E se não gastarem o salário com futilidades na Daslu, quem sabe elas conseguem comprar um apartamento com nome em inglês, bem perto do local de trabalho e com vista para o novo cartão-postal da cidade.
Antes mesmo da inauguração oficial, metade da praça José Anthero Guedes foi ocupada por um evento promocional, realizado pela empresa que fará a iluminação da ponte. Festa privada em espaço público, com direito até a segurança pública.
Na beira do esgoto, a elite paulistana se divertiu, ficou por dentro das novas tendências de consumo, fez negócios e pode até assistir a shows de gente famosa.
Mais uma bolha temporária para entreter a “minoria branca”.
Do outro lado da rua, a realidade parece mais complexa.
A imagem de fundo não combina com a placa da rua.
Imagina se alguém repara e começa a chamar o local de “favela Roberto Marinho”? Não pega bem, é melhor limpar, mandar “essa gente” comprar casa em outro lugar com os 8 mil reais…

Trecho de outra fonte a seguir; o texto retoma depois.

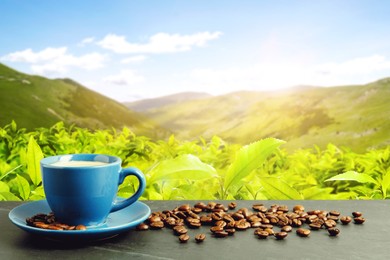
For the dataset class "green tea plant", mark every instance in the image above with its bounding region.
[0,122,390,200]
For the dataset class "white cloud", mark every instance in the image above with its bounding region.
[121,55,146,64]
[1,47,107,74]
[1,47,67,63]
[103,69,145,85]
[78,37,95,46]
[188,55,390,94]
[97,32,222,54]
[316,55,390,75]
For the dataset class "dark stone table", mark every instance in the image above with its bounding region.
[0,200,390,259]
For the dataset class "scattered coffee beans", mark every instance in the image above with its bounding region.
[328,228,340,237]
[275,231,288,240]
[136,202,365,243]
[26,213,87,230]
[179,234,190,243]
[296,228,310,237]
[195,233,206,243]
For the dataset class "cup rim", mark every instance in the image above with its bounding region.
[40,153,122,168]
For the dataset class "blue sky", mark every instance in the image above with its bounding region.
[0,0,390,101]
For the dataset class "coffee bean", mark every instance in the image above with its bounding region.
[309,223,322,230]
[179,234,190,243]
[228,202,237,209]
[210,226,223,233]
[293,205,305,212]
[195,233,206,243]
[328,227,340,236]
[296,228,310,237]
[215,220,226,227]
[257,230,269,239]
[324,219,337,228]
[282,225,292,232]
[213,230,229,237]
[353,217,366,225]
[200,216,213,225]
[329,210,340,216]
[225,228,236,236]
[173,226,188,236]
[47,225,63,230]
[136,223,149,231]
[149,221,165,229]
[76,225,87,230]
[133,202,365,243]
[340,216,352,225]
[178,204,191,211]
[194,202,207,210]
[275,231,288,240]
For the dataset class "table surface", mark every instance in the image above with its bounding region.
[0,200,390,259]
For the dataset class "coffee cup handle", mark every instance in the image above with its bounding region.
[110,167,146,212]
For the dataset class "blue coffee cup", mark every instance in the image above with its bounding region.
[41,154,146,226]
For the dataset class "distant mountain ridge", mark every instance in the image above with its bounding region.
[128,78,390,152]
[124,92,211,112]
[0,63,166,136]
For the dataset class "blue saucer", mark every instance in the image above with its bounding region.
[8,200,151,240]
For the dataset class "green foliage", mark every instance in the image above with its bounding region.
[0,122,390,200]
[140,78,390,152]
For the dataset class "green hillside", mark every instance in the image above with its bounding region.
[0,63,165,136]
[124,92,211,112]
[134,78,390,152]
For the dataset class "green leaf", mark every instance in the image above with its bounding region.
[260,177,302,200]
[27,136,43,186]
[223,138,285,190]
[381,168,390,198]
[0,192,20,201]
[14,175,31,200]
[148,154,216,184]
[325,171,377,184]
[0,181,9,192]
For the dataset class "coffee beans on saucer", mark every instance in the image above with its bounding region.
[26,213,87,230]
[136,202,365,243]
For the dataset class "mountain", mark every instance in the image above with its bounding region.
[128,78,390,152]
[124,92,211,112]
[0,63,166,136]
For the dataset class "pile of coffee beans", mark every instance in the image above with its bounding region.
[136,202,365,243]
[26,212,87,230]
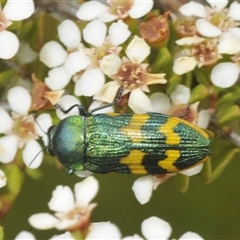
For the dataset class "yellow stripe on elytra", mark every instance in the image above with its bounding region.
[158,150,181,172]
[158,117,181,145]
[178,119,209,139]
[120,150,147,174]
[120,114,150,143]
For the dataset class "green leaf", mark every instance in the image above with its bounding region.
[218,105,240,126]
[189,84,208,103]
[174,173,190,193]
[198,158,212,183]
[0,69,18,87]
[151,47,172,72]
[218,85,240,107]
[209,148,240,182]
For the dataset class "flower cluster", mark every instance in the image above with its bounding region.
[15,176,203,240]
[173,0,240,88]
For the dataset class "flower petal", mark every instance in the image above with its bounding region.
[44,67,72,91]
[150,92,171,114]
[178,1,207,18]
[48,185,75,213]
[58,19,81,48]
[126,36,150,63]
[55,218,79,230]
[7,86,32,115]
[178,232,203,240]
[175,36,205,46]
[49,232,75,240]
[132,175,154,204]
[64,51,91,75]
[0,31,19,59]
[74,68,105,97]
[14,231,36,240]
[28,213,58,230]
[173,57,198,75]
[128,88,152,113]
[122,234,144,240]
[56,95,81,119]
[85,222,121,240]
[76,1,108,21]
[128,0,154,19]
[39,41,68,68]
[210,62,240,88]
[35,113,53,146]
[83,20,107,47]
[179,163,203,177]
[218,33,240,54]
[170,84,191,103]
[100,54,122,76]
[108,20,131,46]
[196,19,222,37]
[74,176,99,206]
[93,81,120,103]
[0,169,7,188]
[22,139,43,169]
[197,110,211,129]
[0,135,18,163]
[226,1,240,21]
[35,113,53,137]
[141,216,172,239]
[0,107,13,134]
[3,0,35,21]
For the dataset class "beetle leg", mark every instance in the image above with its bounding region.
[87,86,124,116]
[54,104,87,116]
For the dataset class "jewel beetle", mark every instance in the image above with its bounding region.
[47,87,210,174]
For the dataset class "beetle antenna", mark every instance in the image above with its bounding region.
[28,146,47,167]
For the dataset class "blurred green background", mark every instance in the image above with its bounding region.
[2,152,240,239]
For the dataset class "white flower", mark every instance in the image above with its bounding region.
[44,67,72,91]
[76,0,154,22]
[58,19,81,49]
[64,49,91,75]
[132,175,154,204]
[210,62,240,88]
[0,0,34,59]
[108,20,131,46]
[173,36,221,75]
[141,217,172,239]
[49,232,76,240]
[85,222,121,240]
[28,176,99,230]
[74,68,105,97]
[179,232,203,240]
[94,36,166,113]
[39,41,68,68]
[179,0,240,38]
[14,231,36,240]
[83,20,107,47]
[7,86,32,115]
[0,86,43,168]
[56,95,81,119]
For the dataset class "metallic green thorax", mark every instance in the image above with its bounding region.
[48,113,210,174]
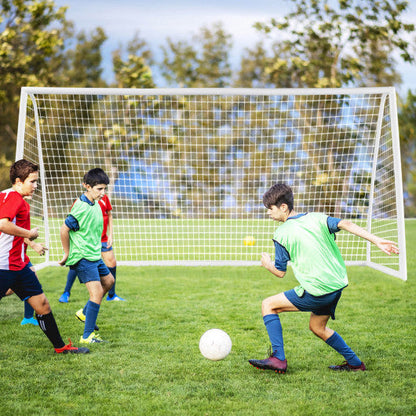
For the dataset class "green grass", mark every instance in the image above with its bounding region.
[0,221,416,416]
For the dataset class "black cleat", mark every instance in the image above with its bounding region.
[328,361,366,371]
[248,355,287,374]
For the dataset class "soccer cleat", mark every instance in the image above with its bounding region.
[328,361,366,371]
[55,340,90,354]
[79,332,107,344]
[248,355,287,374]
[75,309,100,331]
[59,292,70,303]
[20,317,39,326]
[107,295,126,302]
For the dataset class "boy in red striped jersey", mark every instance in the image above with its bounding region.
[0,159,89,354]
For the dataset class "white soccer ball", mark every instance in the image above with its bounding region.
[199,329,232,361]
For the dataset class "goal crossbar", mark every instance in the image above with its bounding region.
[16,87,407,280]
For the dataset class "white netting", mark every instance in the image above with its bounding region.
[19,89,401,280]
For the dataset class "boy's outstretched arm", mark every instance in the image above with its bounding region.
[261,253,286,278]
[338,220,399,255]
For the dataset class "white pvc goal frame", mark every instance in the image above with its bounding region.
[16,87,407,280]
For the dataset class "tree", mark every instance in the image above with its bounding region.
[399,90,416,217]
[161,23,232,88]
[113,34,155,88]
[240,0,415,87]
[60,27,107,87]
[0,0,70,189]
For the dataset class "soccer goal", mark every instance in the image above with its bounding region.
[16,88,406,280]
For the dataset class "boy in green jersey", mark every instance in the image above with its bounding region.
[249,184,399,373]
[59,168,114,344]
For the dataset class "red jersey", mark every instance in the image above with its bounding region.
[98,195,113,243]
[0,189,30,270]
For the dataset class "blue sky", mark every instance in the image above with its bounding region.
[55,0,416,92]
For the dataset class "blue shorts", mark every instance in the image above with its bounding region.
[0,264,43,300]
[69,259,110,283]
[284,289,343,319]
[101,241,113,252]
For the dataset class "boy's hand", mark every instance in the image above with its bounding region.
[29,227,39,241]
[375,239,399,256]
[261,253,274,270]
[30,243,48,256]
[58,254,68,266]
[261,253,286,278]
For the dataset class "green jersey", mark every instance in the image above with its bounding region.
[66,196,103,266]
[274,213,348,296]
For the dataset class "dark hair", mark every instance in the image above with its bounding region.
[263,183,293,211]
[83,168,110,187]
[10,159,39,185]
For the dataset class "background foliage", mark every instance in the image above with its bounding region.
[0,0,416,216]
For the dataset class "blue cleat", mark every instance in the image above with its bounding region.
[20,317,39,326]
[107,295,126,302]
[59,292,70,303]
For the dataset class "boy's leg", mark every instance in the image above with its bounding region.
[249,293,298,373]
[82,280,105,340]
[309,313,365,370]
[21,300,39,325]
[101,250,124,301]
[28,293,65,348]
[59,269,77,303]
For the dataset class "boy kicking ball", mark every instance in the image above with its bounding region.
[0,159,89,354]
[249,184,399,373]
[59,168,114,344]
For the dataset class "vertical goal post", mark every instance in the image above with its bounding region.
[16,87,407,280]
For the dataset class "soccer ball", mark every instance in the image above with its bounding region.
[243,235,256,246]
[199,329,232,361]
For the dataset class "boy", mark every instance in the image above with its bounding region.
[59,195,125,302]
[59,168,114,344]
[249,184,399,373]
[0,159,89,354]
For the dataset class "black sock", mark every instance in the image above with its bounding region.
[36,311,65,348]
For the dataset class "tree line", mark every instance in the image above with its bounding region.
[0,0,416,216]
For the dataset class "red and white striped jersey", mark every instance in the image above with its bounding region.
[0,189,30,270]
[98,195,113,243]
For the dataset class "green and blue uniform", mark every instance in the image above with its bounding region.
[273,213,348,296]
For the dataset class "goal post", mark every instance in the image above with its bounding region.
[16,87,407,280]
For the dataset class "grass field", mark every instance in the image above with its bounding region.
[0,221,416,416]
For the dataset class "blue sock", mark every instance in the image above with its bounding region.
[25,300,35,319]
[83,300,100,339]
[64,269,77,293]
[108,266,117,298]
[325,332,361,366]
[263,313,285,361]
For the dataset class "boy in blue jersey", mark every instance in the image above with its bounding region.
[249,184,399,373]
[60,168,114,344]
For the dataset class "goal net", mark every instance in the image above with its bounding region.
[16,88,406,280]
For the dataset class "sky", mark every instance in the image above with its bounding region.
[55,0,416,92]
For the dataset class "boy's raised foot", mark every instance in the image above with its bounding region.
[107,295,126,302]
[55,340,90,354]
[328,361,366,371]
[20,317,39,326]
[79,332,107,344]
[248,355,287,374]
[59,292,70,303]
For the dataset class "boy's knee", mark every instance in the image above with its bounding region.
[309,324,326,339]
[261,298,275,316]
[29,294,51,315]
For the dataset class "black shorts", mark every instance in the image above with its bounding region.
[0,264,43,300]
[284,289,343,319]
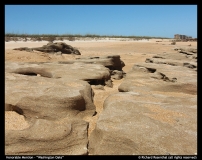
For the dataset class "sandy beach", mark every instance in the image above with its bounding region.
[5,39,197,154]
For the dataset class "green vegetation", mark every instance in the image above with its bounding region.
[5,33,170,40]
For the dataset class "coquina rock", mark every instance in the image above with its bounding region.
[89,52,197,155]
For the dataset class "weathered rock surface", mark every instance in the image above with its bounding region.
[5,72,95,155]
[5,119,88,155]
[5,56,124,155]
[89,50,197,155]
[14,42,81,55]
[89,91,197,155]
[5,73,95,120]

… e depois a gente chama eles de novo, paga R$ 25 por dia e eles vêm fazer propaganda dos nossos empreendimentos imobiliários, assistem a nossa tevê, consomem nossos produtos.
Nos fundos da Favela Roberto Marinho, outra praça. O mato alto mostra que a praça Arlindo Rossi ainda não entrou na rota dos especuladores, que talvez tentassem incorporá-la a algum “condomínio-parque”.
A praça Arlindo Rossi é freqüentada por moradores da favela e das casas de classe média baixa que integram o Quilombo Vladimir Herzog.
De cima do brinquedo, as crianças talvez nem reparem no novo cartão-postal da sociedade do automóvel, mas sim fiquem pensando que a futura casa de seus pais será lá longe, perto de onde o Sol se põe.
“Porque aqui, meu filho, é lugar de gente bacana, igual àqueles que a gente vê na novela andando com um carrão por cima da ponte”.
O custo de uma ponte estaiada
Parabéns São Paulo por mais um monumento ao congestionamento e a segregação. Seja bem vindo “Estilingão”!!!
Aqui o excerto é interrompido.